Bayesian imputation of right censored data in time-to-event studies

Abstract

In time-to-event studies subjects are followed until the event of interest has happened. Subjects who do not experience the event are referred to as censored. Due to censoring, methods of plotting individual survival time, such as density plots, are invalid. The graphical displays of time-to-event data usually take the form of a Kaplan-Meier survival plot. However, using a Kaplan-Meier survival plot might not be the most informative way to present the data to answer the typical questions of interest. The median survival is often used as a summary of the survival experience of a patients' population and it is easily read of the Kaplan-Meier plot. It is unlikely however that the median is a relevant summary at the patient level and a density plot of the data is perhaps more informative for communication than a single summary statistic.
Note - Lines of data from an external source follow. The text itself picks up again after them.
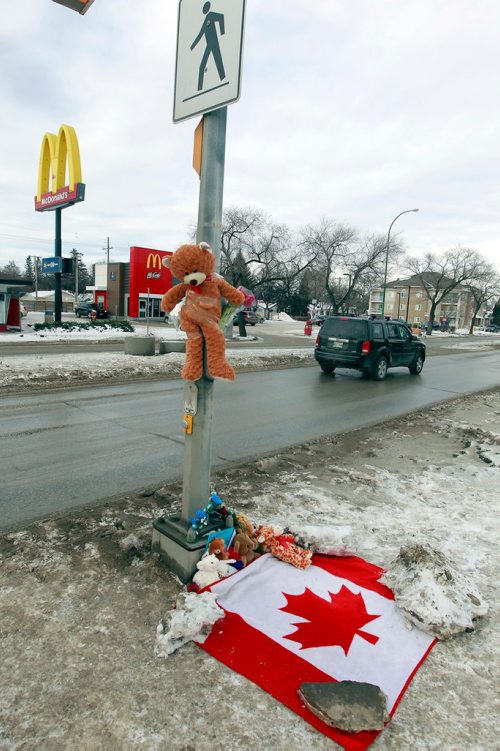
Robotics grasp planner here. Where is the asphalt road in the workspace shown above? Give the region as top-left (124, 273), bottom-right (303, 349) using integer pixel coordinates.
top-left (0, 352), bottom-right (500, 528)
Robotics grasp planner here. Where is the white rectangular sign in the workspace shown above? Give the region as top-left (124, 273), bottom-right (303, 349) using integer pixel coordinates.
top-left (174, 0), bottom-right (245, 123)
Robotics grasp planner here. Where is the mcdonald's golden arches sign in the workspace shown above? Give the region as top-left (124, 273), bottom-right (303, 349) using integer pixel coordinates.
top-left (35, 125), bottom-right (85, 211)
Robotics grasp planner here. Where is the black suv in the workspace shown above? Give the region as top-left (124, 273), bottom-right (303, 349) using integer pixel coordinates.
top-left (314, 316), bottom-right (425, 381)
top-left (74, 302), bottom-right (108, 318)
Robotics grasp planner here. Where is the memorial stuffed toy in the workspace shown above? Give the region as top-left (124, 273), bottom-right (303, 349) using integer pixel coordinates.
top-left (193, 555), bottom-right (235, 589)
top-left (161, 243), bottom-right (245, 381)
top-left (256, 526), bottom-right (312, 569)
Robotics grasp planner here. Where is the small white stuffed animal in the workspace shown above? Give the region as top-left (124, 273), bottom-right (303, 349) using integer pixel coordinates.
top-left (193, 555), bottom-right (221, 589)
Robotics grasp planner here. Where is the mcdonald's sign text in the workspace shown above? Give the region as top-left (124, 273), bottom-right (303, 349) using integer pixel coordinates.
top-left (35, 125), bottom-right (85, 211)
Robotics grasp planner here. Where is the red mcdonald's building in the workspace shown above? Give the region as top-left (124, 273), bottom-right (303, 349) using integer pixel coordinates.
top-left (128, 246), bottom-right (172, 318)
top-left (99, 245), bottom-right (172, 318)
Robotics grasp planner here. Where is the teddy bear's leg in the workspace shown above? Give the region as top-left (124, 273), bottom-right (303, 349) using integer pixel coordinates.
top-left (203, 325), bottom-right (235, 381)
top-left (181, 324), bottom-right (203, 381)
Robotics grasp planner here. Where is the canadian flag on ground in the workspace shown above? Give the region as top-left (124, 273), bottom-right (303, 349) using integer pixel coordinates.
top-left (200, 554), bottom-right (435, 751)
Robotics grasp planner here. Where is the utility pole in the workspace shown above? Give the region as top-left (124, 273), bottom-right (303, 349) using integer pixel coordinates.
top-left (54, 208), bottom-right (62, 323)
top-left (103, 237), bottom-right (113, 307)
top-left (71, 248), bottom-right (80, 307)
top-left (103, 237), bottom-right (113, 268)
top-left (28, 256), bottom-right (40, 302)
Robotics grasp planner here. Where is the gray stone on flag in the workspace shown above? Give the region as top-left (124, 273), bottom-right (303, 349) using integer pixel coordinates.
top-left (299, 681), bottom-right (389, 733)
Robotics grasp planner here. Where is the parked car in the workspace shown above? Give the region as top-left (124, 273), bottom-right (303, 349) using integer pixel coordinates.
top-left (314, 316), bottom-right (425, 381)
top-left (311, 313), bottom-right (328, 326)
top-left (233, 310), bottom-right (260, 326)
top-left (75, 302), bottom-right (108, 318)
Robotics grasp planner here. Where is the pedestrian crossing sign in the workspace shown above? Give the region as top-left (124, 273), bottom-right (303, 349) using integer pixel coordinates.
top-left (174, 0), bottom-right (245, 122)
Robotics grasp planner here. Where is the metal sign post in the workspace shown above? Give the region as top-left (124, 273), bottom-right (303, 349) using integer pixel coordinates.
top-left (182, 107), bottom-right (227, 522)
top-left (152, 0), bottom-right (245, 581)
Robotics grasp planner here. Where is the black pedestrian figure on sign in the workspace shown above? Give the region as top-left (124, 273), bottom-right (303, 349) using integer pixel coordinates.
top-left (191, 2), bottom-right (226, 91)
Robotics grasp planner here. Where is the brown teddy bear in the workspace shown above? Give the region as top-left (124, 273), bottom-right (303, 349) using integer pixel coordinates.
top-left (231, 529), bottom-right (259, 566)
top-left (256, 525), bottom-right (312, 569)
top-left (208, 537), bottom-right (229, 561)
top-left (161, 243), bottom-right (245, 381)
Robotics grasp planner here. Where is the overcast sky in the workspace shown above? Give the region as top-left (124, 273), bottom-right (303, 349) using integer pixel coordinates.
top-left (0, 0), bottom-right (500, 271)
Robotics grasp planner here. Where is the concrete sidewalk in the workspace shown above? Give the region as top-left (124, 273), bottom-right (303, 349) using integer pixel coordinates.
top-left (0, 391), bottom-right (500, 751)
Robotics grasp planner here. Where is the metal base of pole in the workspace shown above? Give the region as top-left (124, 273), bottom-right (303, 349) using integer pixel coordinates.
top-left (151, 516), bottom-right (223, 584)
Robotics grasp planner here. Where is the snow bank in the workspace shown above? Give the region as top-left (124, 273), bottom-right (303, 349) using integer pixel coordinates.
top-left (382, 543), bottom-right (488, 639)
top-left (154, 592), bottom-right (224, 657)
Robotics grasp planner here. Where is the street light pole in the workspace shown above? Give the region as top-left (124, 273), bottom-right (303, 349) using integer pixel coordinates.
top-left (382, 209), bottom-right (418, 317)
top-left (343, 273), bottom-right (351, 315)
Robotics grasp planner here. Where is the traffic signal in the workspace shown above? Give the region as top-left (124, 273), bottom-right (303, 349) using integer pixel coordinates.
top-left (53, 0), bottom-right (94, 16)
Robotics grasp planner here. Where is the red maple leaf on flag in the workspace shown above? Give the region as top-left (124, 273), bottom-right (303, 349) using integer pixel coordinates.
top-left (280, 585), bottom-right (380, 656)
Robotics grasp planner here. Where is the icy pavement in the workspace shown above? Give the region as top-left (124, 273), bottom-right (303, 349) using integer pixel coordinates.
top-left (0, 390), bottom-right (500, 751)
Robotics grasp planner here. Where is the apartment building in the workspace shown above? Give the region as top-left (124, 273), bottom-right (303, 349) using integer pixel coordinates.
top-left (369, 272), bottom-right (484, 329)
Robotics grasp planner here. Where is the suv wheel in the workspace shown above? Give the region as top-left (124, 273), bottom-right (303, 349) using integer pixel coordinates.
top-left (408, 352), bottom-right (424, 375)
top-left (319, 362), bottom-right (337, 374)
top-left (372, 355), bottom-right (387, 381)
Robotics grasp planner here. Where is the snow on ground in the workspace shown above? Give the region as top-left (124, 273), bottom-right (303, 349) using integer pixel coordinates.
top-left (0, 390), bottom-right (500, 751)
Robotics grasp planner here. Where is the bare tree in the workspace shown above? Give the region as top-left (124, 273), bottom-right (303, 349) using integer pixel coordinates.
top-left (221, 208), bottom-right (313, 314)
top-left (467, 262), bottom-right (500, 334)
top-left (300, 219), bottom-right (357, 313)
top-left (406, 247), bottom-right (484, 335)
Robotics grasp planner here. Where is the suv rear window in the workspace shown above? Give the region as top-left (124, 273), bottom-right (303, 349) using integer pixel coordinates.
top-left (321, 318), bottom-right (368, 339)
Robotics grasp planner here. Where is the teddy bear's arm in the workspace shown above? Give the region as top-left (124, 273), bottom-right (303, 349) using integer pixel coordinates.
top-left (160, 283), bottom-right (188, 313)
top-left (217, 277), bottom-right (245, 305)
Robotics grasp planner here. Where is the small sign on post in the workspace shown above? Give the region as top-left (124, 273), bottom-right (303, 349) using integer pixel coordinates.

A fundamental idea in this thesis is to consider censored data as a form of missing, incomplete, data and use approaches from the missing data literature to handle this issue. In particular, we will use the idea of imputing the censored observations, based on the other information in the dataset and some form of assumed model. By imputing values for the censored observations and combining the original complete and imputed incomplete data, it is possible to plot the density of the full data to complement the information given by Kaplan-Meier plots. In this thesis, we consider using parametric Bayesian and non-parametric Bayesian methods to impute right censored survival data to achieve this aim. The imputation of censored observations not only allows more interpretable graphics to be produced for a wider general audience (physicians and patients), but it opens up the possibility of the use of standard formal methods of analysis for continuous responses.